Right to Fight Back
By Maxwell Pereira
maxpk@vsnl.com

The right of self-defence is something we have believed in as enshrined in our Constitution, and confirmed by our Criminal Justice Administration System. In fact in Delhi, the police department has been encouraging citizens to be conscious of safety requirements to protect themselves and to protect their own including their homes. Each time a brave one exhibits courage to stand up to an intruder, a night burglar or a robber, the police recognize their initiative, presence of mind and courage to confront or help apprehend the anti-social, by rewarding the individual - as an example for others to emulate.

But this 'right of self defence' is currently a matter of major debate in England, whose very people helped us write and codify our present laws. A recent Sunday edition of The Telegraph reports that over ten thousand of its readers have demanded the right to defend their homes, sharing harrowing stories and experiences of their own. 'Why should the victims be reasonable?' …screams a headline, whose readers want their Prime Minister to change the law to give householders the unqualified right to use force against intruders. By implication, one concludes there is a bias in the existing law and/or its application, in favour of the intruder!

In a particular burglary in Okenhampton the householder faced arrest for causing grievous bodily harm after lashing out at an intruding burglar at night and breaking his leg, because the burglar had not actually removed any property except a quantity of banknotes which he, the householder, could not prove were his! Even though the case got thrown out of court on a technicality, the memory of how close he was to a period of incarceration merely for defending what was his own still haunts the house owner.

Another from Essex, a retired detective of the Metropolitan Police, wails in anguish how he was arrested and charged for assault after he caught some teenagers tearing down trees in his garden for a bonfire behind his wooden shed, merely for holding one of the boys by his wrist.

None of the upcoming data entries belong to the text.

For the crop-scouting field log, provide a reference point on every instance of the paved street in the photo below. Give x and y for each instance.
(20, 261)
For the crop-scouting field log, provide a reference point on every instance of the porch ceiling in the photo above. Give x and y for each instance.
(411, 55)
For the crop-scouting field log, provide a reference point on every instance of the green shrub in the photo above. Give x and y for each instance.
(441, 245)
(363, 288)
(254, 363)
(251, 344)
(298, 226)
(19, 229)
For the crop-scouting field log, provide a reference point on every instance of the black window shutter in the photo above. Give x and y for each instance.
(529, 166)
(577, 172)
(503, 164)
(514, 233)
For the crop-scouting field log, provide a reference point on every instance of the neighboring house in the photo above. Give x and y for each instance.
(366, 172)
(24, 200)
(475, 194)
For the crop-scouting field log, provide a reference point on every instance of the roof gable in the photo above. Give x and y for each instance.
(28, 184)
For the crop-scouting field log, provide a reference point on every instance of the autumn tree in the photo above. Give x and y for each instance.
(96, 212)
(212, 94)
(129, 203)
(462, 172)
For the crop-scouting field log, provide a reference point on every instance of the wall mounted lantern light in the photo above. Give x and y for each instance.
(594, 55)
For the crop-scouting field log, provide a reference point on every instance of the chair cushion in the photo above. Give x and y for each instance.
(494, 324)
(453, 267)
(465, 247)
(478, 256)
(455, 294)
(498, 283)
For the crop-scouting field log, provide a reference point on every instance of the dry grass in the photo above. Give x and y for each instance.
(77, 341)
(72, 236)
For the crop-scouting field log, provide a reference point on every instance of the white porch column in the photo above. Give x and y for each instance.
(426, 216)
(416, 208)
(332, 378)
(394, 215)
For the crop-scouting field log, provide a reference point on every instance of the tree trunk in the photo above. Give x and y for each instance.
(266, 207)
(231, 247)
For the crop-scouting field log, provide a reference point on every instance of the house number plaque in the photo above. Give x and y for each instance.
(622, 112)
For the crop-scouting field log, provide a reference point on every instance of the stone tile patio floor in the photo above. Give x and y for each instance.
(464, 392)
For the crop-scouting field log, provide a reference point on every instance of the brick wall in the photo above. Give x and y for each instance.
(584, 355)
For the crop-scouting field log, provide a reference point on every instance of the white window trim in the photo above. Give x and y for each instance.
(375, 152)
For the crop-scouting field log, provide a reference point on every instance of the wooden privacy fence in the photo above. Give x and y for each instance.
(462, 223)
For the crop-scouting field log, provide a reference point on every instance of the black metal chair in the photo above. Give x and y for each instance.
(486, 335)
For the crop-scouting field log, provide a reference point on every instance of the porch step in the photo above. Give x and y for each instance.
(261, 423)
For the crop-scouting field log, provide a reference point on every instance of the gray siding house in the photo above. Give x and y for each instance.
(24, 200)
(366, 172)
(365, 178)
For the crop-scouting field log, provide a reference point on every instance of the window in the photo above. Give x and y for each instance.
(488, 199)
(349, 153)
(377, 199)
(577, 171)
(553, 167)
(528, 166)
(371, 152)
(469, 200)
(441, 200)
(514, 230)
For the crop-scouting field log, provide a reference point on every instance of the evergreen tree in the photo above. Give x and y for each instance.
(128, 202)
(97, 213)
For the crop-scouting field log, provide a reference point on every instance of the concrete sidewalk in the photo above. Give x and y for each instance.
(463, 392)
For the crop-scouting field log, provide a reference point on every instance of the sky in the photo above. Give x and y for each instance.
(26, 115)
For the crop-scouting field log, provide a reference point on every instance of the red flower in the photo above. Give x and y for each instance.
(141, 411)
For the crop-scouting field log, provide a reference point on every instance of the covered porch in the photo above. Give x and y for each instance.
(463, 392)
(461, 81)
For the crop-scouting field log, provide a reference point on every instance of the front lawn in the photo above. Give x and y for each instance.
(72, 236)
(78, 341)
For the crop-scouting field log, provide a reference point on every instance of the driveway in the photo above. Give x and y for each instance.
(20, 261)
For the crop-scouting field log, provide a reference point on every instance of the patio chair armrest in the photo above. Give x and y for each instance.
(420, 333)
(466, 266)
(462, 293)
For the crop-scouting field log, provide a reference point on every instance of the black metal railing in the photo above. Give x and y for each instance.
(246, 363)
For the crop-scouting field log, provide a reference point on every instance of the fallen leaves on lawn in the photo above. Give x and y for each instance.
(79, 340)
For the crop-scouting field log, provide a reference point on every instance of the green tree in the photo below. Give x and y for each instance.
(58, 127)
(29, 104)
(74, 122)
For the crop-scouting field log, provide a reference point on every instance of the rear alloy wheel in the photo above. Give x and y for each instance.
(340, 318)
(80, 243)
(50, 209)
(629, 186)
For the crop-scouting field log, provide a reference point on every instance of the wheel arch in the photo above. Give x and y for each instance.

A third explains how the usual niceties of society stand suspended when one is suddenly brought face-to-face with violent individuals with criminal intent. "Why on earth should it be incumbent upon victims of crime to behave reasonably in the face of wholly unreasonable circumstances?" asks another from Bedfordshire. '"The United States has got it right" he states, "if someone comes into a home uninvited, they do so at their peril and not at the homeowner's". He accuses the lawmakers in the UK of being 'so obtuse' as to be practically offering the burglar immunity by putting the onus on the victim.

A widow in her eighties from Kent writes that she is appalled and sickened by the pictures of old ladies who have been burgled, beaten up and in some cases, murdered. Not wanting to invite such fate for herself, she unequivocally declares about keeping a weapon in her bedroom. For yet another in Warwickshire, "It is an absolute disgrace for hard-working folk to suffer the indignation of an arrest for defending their lifetime's possessions while being removed by some half-wit who can't be bothered to find a job". For her the government would have more credibility if it spent as much time tackling crime as it did debating whether some men and women in red coats on horses should pursue a fox!

From Wiltshire writes another that as long ago as the time of the 1689 Bill of Rights, it was recognized that a contract between citizen and state whereby the state would protect the citizen from personal assault at all times, was impossible to honour. That the situation now is no different.

Attempting to sum up public reaction is one from Suffolk who is eager to hear arguments against the proposition. He observes amidst a great deal of name-calling, the defeatist argument that the proposed measures will cause criminals to be more violent - a counsel of despair - and fanciful speculations about householders arming themselves. And he notes the lofty condescension of the 'liberal elite' that the law is perfectly adequate.

Blaming the opposition for fanning the campaign for their own selfish ends, an MP from the ruling party however reasserts two basic principles: That in the public domain people should be expected to go about their business without being arbitrarily attacked by anyone else; and that this stance should not operate within one's home. If people violate the privacy of one's home, then their right to expect protection from the law is negated by their own very act.

Interestingly, it is a long-retired police officer joining the fray, who tells how far a person could go to protect his home. He points out that Common Law has always supported the principle that one could not retreat further than the bounds of one's home. To Victorian legislators the protection of the dwelling and its occupants was paramount, particularly in respect of the nighttime offence of burglary. He clarifies that Section 31 of the Offences against the Person Act 1861, made it an offence to set any spring-gun, 'man-trap' or other 'engine', with intent to inflict grievous bodily harm, except when set or placed from sunset to sunrise, in a dwelling house for the protection thereof. He hoped that the current debate would result in some Victorian attitudes being adopted, leaving burglars and the like in no doubt about the serious consequences of their actions.